The Nordic version of the classic Peter (meaning “rock”), Petter is common in Scandinavian countries. Peter Pan and Peter Rabbit give the name a lovable quality, but there’s also enormous power behind it (see Peter the Great, the czar who developed Russia as a force to be reckoned with in Europe).
Famous Petters include Norwegian rally driver Petter Solberg and billionaire businessman Petter Stordalen.
Elise can be a variation of either Elizabeth or Elisa. Thanks to its ancient Hebrew roots, it can mean either "God is my oath," or "my God is abundance."
Even if you're not religious, Elise is a melodic, airy-sounding name that we adore.
Not to be mixed up with the floral baby name "Aster," Astor is a Scandinavian baby boy name with two bold, intense meanings: "Thunder God," and "hawk."
If your baby won't stop staring at you from the second he's born, Astor might be the perfect name.

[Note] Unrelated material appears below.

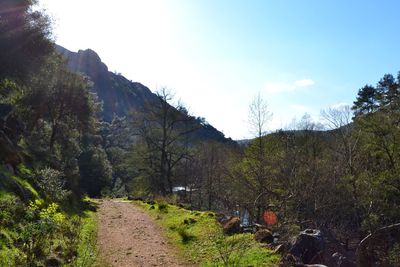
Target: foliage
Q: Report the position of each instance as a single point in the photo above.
(51, 182)
(200, 238)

There's no name better than Hedda for a tough, feisty little girl. Hedda means "courageous warrior" or "refuge in war."
While the two meanings may seem contradictory, they both represent acting as a calm, stable force in the midst of chaos.
It's also the name of choice of playwright Henrik Ibsen, who named one of his most famous plays "Hedda Gabler."
Boe is a Scandinavian variation of the French name "Beau."
In French, it's the masculine form of the word beautiful, but it's also used to describe a romantic admirer or sweetheart.
Any guesses what Gry means? It looks a lot like the word gray or a shortened version of the name Gryphon, but Gry actually means "dawn."
Perfect, since you'll probably be up before sunrise for the first few months after baby Gry is born.
In Scandinavian tradition, the baby boy name Dagen means "day." It represents new beginnings and the warmth of the rising sun. In Ireland, it also means "black-haired."
Either way, it can easily be shortened to "Dag" for a fun nickname.
For baby girls born in summer, consider the Scandinavian baby girl name Juni. You probably already guessed, but Juni means June.
It's so cute and summery that it has become one of the most popular baby names in Scandinavian countries.
The meaning of the baby boy name Eilif is too cool. It means "immortal," so it's a great one to pass down from generation to generation.
Alternatively, your little one might pull a Tuck Everlasting and actually live forever. It's a win-win, really.
Linnea is one of the most common Scandinavian names for girls. It has a couple of different meanings, but both are inspired by nature.
It can mean either lime tree or linden tree, and it's also the name of a small, bell-shaped pink flower.
The name Bori is reminiscent of a big, strong bear, warm and snuggly. It can mean either "father of a warrior" or "wise one."
The Scandinavian baby name Vera actually has Slavic roots meaning "faith." Names starting with V tend to have a more exotic, edgy feel to them, Vera included.
It has been used in English-speaking countries since the 1800s, reaching peak popularity in the early 20th century.
Lief, also spelled Leif, is a popular Norse name meaning "heir."
That's all well and good, but we like the Dutch meaning of Lief even better. In Holland, it means "lovable" or "dear one."
Tuva is one of the most unique Scandinavian girl names, seldom heard outside of northern countries. It's believed to mean "tuft of grass."
The imagery there is blissful. Few things in life are as peaceful as a soft, grassy field whispering in the summer breeze.
You probably recognize the name Viggo from Hollywood. Actor Viggo Mortensen is best known for playing the character Aragorn in the movie version of J.R.R. Tolkien's "The Lord of the Rings," and it seems he was destined to play the role.
We won't spoil the end for you, but Aragorn is easily the noblest warrior in the series, and the name Viggo fittingly means "battle."
A lovely and simple Scandinavian baby girl name, Oda means "riches." Family is the greatest treasure of all, so we think it's fitting.
Ola is a similar sounding alternative meaning "arise."